Introduction to Capital Structure & its Determinants

## Capital Structure — Meaning & Determinants

Capital structure refers to the combination (mix) of capital raised from different sources of long-term finance. The capital of a company consists of:

  • Equity Shareholders' Funds (equity share capital + reserves/retained earnings)
  • Preference Share Capital
  • Long-Term External Debt (debentures, long-term loans)

### What a Capital Structure Decision Involves

The decision answers three linked questions:

1. Forms of financing — which sources to tap?

2. Actual requirement — how much amount to fund?

3. Relative proportion (mix) — in what ratio in total capitalisation?

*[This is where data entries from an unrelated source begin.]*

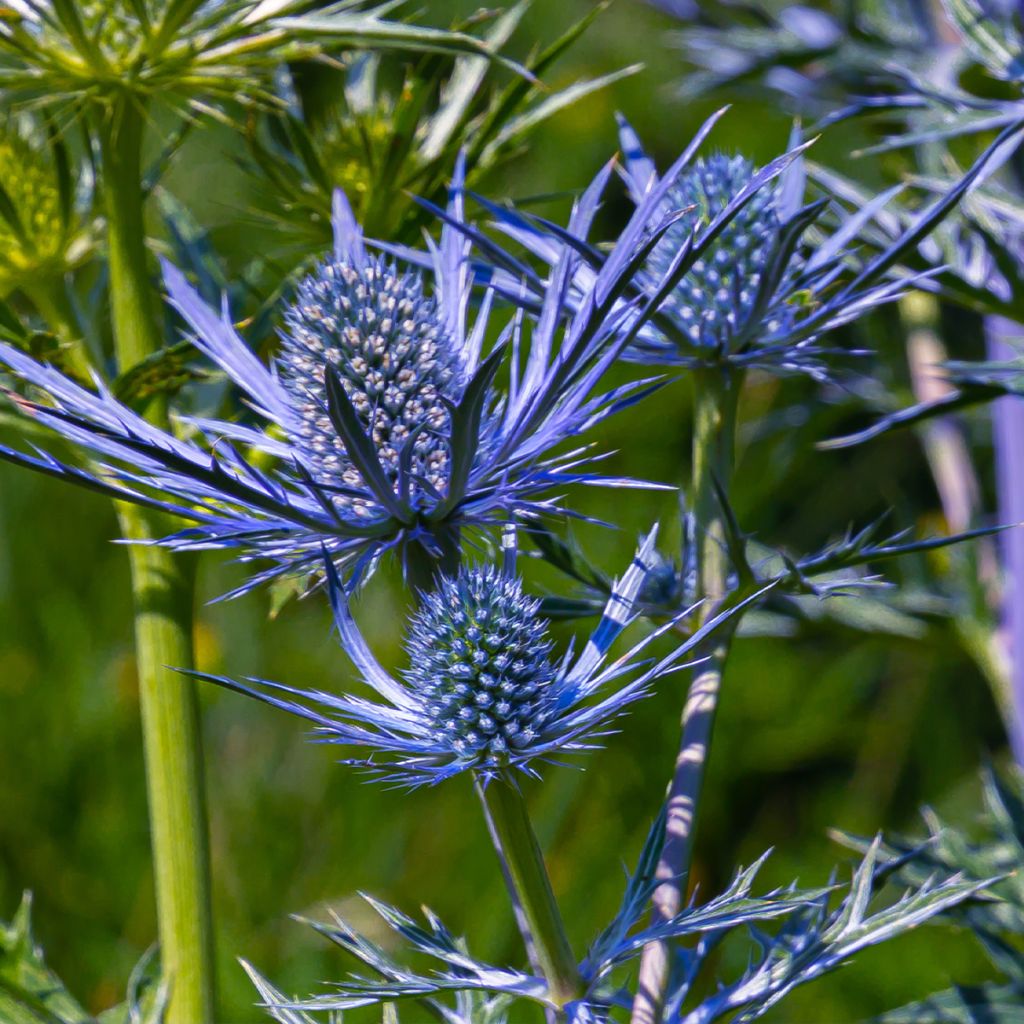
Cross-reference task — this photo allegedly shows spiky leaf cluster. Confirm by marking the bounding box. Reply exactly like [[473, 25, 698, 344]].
[[279, 259, 463, 515], [0, 0, 514, 116], [406, 565, 554, 766]]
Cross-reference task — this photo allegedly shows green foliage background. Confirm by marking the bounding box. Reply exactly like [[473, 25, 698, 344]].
[[0, 0, 1005, 1024]]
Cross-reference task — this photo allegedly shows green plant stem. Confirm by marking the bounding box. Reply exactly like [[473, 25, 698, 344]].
[[477, 775, 583, 1007], [99, 98, 214, 1024], [632, 368, 740, 1024]]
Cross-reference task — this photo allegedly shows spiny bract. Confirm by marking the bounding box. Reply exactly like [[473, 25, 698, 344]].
[[649, 154, 786, 348], [406, 565, 555, 766], [278, 259, 463, 516]]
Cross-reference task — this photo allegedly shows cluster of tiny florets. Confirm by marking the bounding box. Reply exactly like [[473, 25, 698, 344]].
[[407, 566, 555, 766], [650, 155, 784, 348], [278, 252, 462, 515]]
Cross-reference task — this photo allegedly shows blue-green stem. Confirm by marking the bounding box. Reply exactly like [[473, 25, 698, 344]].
[[632, 367, 741, 1024], [99, 96, 214, 1024], [477, 775, 583, 1008]]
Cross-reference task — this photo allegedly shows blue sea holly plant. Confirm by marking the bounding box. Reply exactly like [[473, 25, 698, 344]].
[[440, 117, 1020, 1024], [0, 168, 671, 590], [184, 526, 761, 1007], [468, 110, 1018, 379], [0, 8, 614, 1024]]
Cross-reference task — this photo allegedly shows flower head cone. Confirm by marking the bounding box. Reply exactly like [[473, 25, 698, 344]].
[[0, 156, 663, 590], [186, 527, 745, 785], [464, 112, 990, 378]]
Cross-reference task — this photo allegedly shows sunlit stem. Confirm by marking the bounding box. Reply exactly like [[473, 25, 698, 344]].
[[632, 368, 741, 1024], [477, 775, 583, 1007], [899, 292, 1011, 745], [99, 97, 214, 1024], [22, 274, 92, 380], [975, 315, 1024, 766]]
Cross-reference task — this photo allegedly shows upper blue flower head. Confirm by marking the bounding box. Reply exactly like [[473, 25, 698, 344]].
[[0, 155, 650, 590], [278, 257, 465, 517], [648, 155, 793, 351], [468, 112, 962, 378]]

### The Three Guiding Factors

The source and quantum of capital is decided keeping three factors in mind:

FactorWhat it requires
ControlStructure should let existing shareholders retain a majority stake
RiskFinancial risk should not rise beyond a tolerable limit
CostOverall cost of capital (K₀) should be kept at a minimum

> Key tension: It is practically difficult to achieve all three goals together. A finance manager must therefore strike a balance among Control, Risk and Cost.

### The Overarching Objective

While balancing the above, the prime objective in deciding the optimal capital structure is to maximise the value of the company (value of the firm).

### Map of the Chapter

The chapter can be broadly studied in four parts:

1. EBIT–EPS Indifference Point

2. Break-Even Points

3. EBIT–EPS–MPS Analysis

4. Capital Structure Theories

⚠️ Common exam mistakes

  • Thinking the goal is simply to minimise cost of capital — the prime objective is to MAXIMISE the value of the firm; cost minimisation is only one of three balancing factors.
  • Assuming all three factors (Control, Risk, Cost) can be optimised simultaneously — in practice they conflict and must be balanced.
  • Forgetting that retained earnings form part of Equity Shareholders' Funds when listing the components of capital.